Le premier consiste à se débarrasser des fonctionnaires et autres agents publics, et de privatiser des pans entiers des services publics. Qui paye ? Les usagers qui le peuvent, mais aussi l’Etat qui a externalisé une partie de ses missions. Les deux effets sont évidents. Les inégalités sociales s’accroissent (dans l’accès à l’éducation par exemple), et d’autre part, les contribuables payent via l’Etat des entreprises privées. Est-ce que c’est plus efficient ? (moins cher et plus efficace ?). Les évaluations répondent non.
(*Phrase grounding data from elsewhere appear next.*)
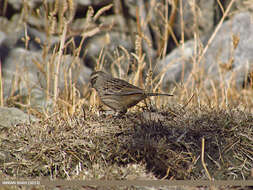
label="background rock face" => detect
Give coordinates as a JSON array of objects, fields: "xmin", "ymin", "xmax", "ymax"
[{"xmin": 155, "ymin": 12, "xmax": 253, "ymax": 90}]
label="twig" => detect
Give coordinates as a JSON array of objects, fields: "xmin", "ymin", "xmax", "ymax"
[
  {"xmin": 0, "ymin": 60, "xmax": 3, "ymax": 106},
  {"xmin": 182, "ymin": 93, "xmax": 195, "ymax": 110},
  {"xmin": 216, "ymin": 0, "xmax": 225, "ymax": 15},
  {"xmin": 93, "ymin": 4, "xmax": 113, "ymax": 21},
  {"xmin": 179, "ymin": 0, "xmax": 184, "ymax": 49},
  {"xmin": 161, "ymin": 167, "xmax": 171, "ymax": 180},
  {"xmin": 201, "ymin": 137, "xmax": 212, "ymax": 180},
  {"xmin": 54, "ymin": 20, "xmax": 68, "ymax": 106},
  {"xmin": 197, "ymin": 0, "xmax": 236, "ymax": 64}
]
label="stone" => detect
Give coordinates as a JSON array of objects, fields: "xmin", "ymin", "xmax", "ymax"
[
  {"xmin": 155, "ymin": 12, "xmax": 253, "ymax": 90},
  {"xmin": 2, "ymin": 48, "xmax": 92, "ymax": 111},
  {"xmin": 0, "ymin": 107, "xmax": 37, "ymax": 129}
]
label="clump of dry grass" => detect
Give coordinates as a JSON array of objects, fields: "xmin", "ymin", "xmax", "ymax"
[{"xmin": 0, "ymin": 106, "xmax": 252, "ymax": 180}]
Le deuxième processus concerne les dépenses de protection sociale, santé et de retraites. Quand il n’y a pas ou peu de protection sociale, ce sont les particuliers qui se payent l’assurance maladie : fort cher, pour des dépenses très élevées ( cf USA). Avec des millions de personnes non couvertes par une assurance. C’est donc plus cher, c’est très inégal, mais il est vrai, ce système fait le bonheur des assurances privées. Même chose pour les retraites. Que n’a-t-on vanté le système par capitalisation – les fameux fonds de pension- depuis les années 2000 ! Hélas ! Les pays qui ont basé leur système de retraite ainsi sont aujourd’hui mal en point : Chili, Argentine ( qui a nationalisé les retraites le 7 novembre) , USA : les « avoirs » se sont effondrés avec la crise financière et boursière ! Les fonds de pension ne garantissent jamais une retraite décente. Quant au montant financier payé par le salarié, c’est comme pour la santé : il est au moins équivalent à un système par répartition. Avec, vous l’avez compris une différence de taille. Dans un système par répartition, il n’y a pas de faillite par le biais du système bancaire et boursier, car l’argent va directement des actifs aux retraités.

Chacun le sait aussi, mais ça va mieux en le disant, tant on aura oublié de dire des choses évidentes et simples depuis plus de 20 ans : les circuits financiers n’aiment pas les retraites par répartition , pas plus que la sécurité sociale, car c’est autant de l’argent qui leur échappe… Qui échappe à quoi au fait ? à l’investissement ? non , à la spéculation effrénée, qui produit les bulles spéculatives et les crises financières et économiques.

Mais quel rapport avec la RGPP ? Serais-je hors sujet ? Point du tout : la crise majeure que nous traversons vient d’éclairer tout un chacun : la « bulle idéologique » a aussi éclaté !
Il y a moyen et nécessité de répartir l’argent ( les richesses produites) différemment.
On peut financer des services publics – qu’il faut transformer, rendre plus efficace- en réformant la fiscalité pour qu’elle soit plus juste, donc plus progressive, afin d’augmenter les recettes au lieu de diminuer sans cesse les recettes à coup de cadeaux fiscaux, de bouclier fiscal, d’exonérations sociales – que l’Etat compense (mal d’ailleurs) : ce sont les contribuables qui payent les quelques 35 milliards d’exonérations de charges sociales !), et les non moins fameuses dépenses fiscales.

On doit financer les services publics, aujourd’hui plus que jamais : ce ne sont pas des « dépenses » inutiles : c’est un investissement pour l’avenir. Former les hommes et les femmes par exemple est essentiel, tant il est vrai qu’il n’y a de richesses que d’hommes.